Me enamoré de una persona de mi salón y ahora la amistad está interfiriendo con mi concentración — Arequipa: una historia que todavía sigue abierta
Si alguien me hubiera contado algo parecido hace un año, habría pensado que la respuesta era sencilla. Tengo 19 años, estudio Negocios Internacionales en Arequipa y estoy en el ciclo 11. Todos los involucrados en esta historia somos adultos. La verdad es que me enamoré de una persona de mi salón y ahora la amistad está interfiriendo con mi concentración.
Al comenzar la universidad imaginaba que el esfuerzo tendría una dirección clara. Con el tiempo aparecieron horarios cruzados, gastos, trabajos grupales y la presión de demostrar que valió la pena llegar hasta aquí. He intentado organizarme con listas, calendarios y noches sin dormir, pero la sensación de ir atrasado no desaparece.
El punto de quiebre llegó durante la reunión de un trabajo grupal. Escuché a mis compañeros hablar de prácticas, notas y planes de graduación, mientras yo calculaba todo lo que todavía no he resuelto. No dije nada porque me da vergüenza que confundan una etapa difícil con falta de capacidad.

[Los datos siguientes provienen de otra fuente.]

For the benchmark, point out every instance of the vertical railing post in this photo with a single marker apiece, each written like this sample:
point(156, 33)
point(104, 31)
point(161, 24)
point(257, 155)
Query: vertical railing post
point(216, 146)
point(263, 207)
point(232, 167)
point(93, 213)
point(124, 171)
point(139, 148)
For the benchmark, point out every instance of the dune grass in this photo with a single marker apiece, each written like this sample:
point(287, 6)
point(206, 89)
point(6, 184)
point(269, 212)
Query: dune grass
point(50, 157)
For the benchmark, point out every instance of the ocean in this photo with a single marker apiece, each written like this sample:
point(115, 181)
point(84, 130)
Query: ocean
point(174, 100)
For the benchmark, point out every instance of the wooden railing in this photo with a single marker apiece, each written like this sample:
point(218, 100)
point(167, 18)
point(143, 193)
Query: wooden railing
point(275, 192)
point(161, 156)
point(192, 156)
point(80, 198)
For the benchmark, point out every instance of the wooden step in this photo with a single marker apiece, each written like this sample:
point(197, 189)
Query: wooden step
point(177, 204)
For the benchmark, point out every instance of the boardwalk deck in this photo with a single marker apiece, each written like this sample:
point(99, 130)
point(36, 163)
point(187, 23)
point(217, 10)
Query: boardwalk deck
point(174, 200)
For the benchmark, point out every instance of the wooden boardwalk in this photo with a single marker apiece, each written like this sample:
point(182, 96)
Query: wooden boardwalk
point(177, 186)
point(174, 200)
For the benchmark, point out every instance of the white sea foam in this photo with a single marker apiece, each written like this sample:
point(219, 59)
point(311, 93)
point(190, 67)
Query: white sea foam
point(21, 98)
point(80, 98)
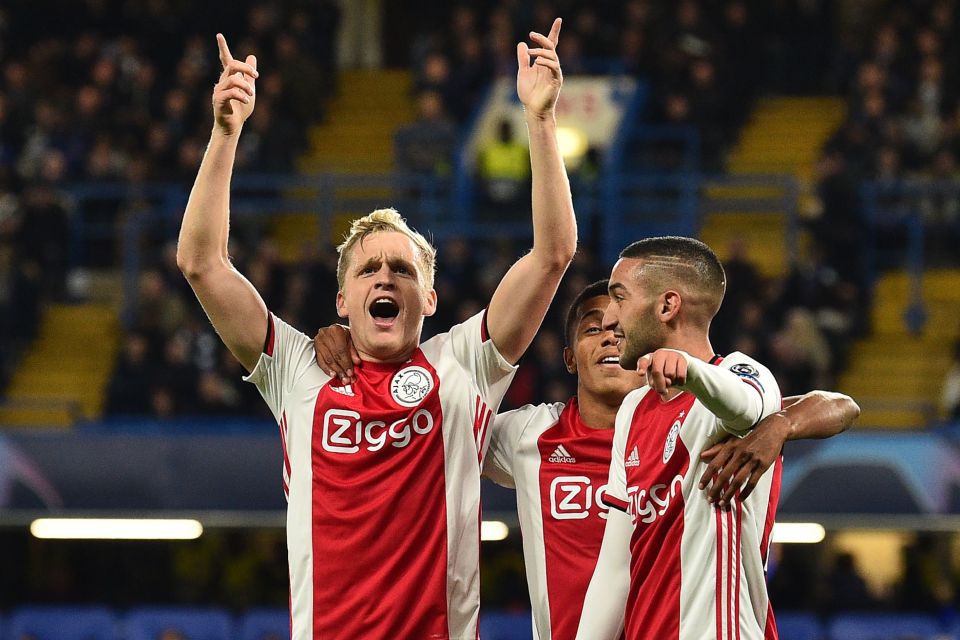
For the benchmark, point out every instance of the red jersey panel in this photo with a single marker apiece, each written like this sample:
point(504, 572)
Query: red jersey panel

En casa creen que estoy avanzando sin problemas y ya hacen planes para mi graduación.
Terminar rápido no debería ser más importante que entender qué camino estoy construyendo. No quiero abandonar por cansancio, pero tampoco deseo continuar únicamente por no decepcionar a otros. ¿Estoy renunciando demasiado pronto o ignorando una señal evidente?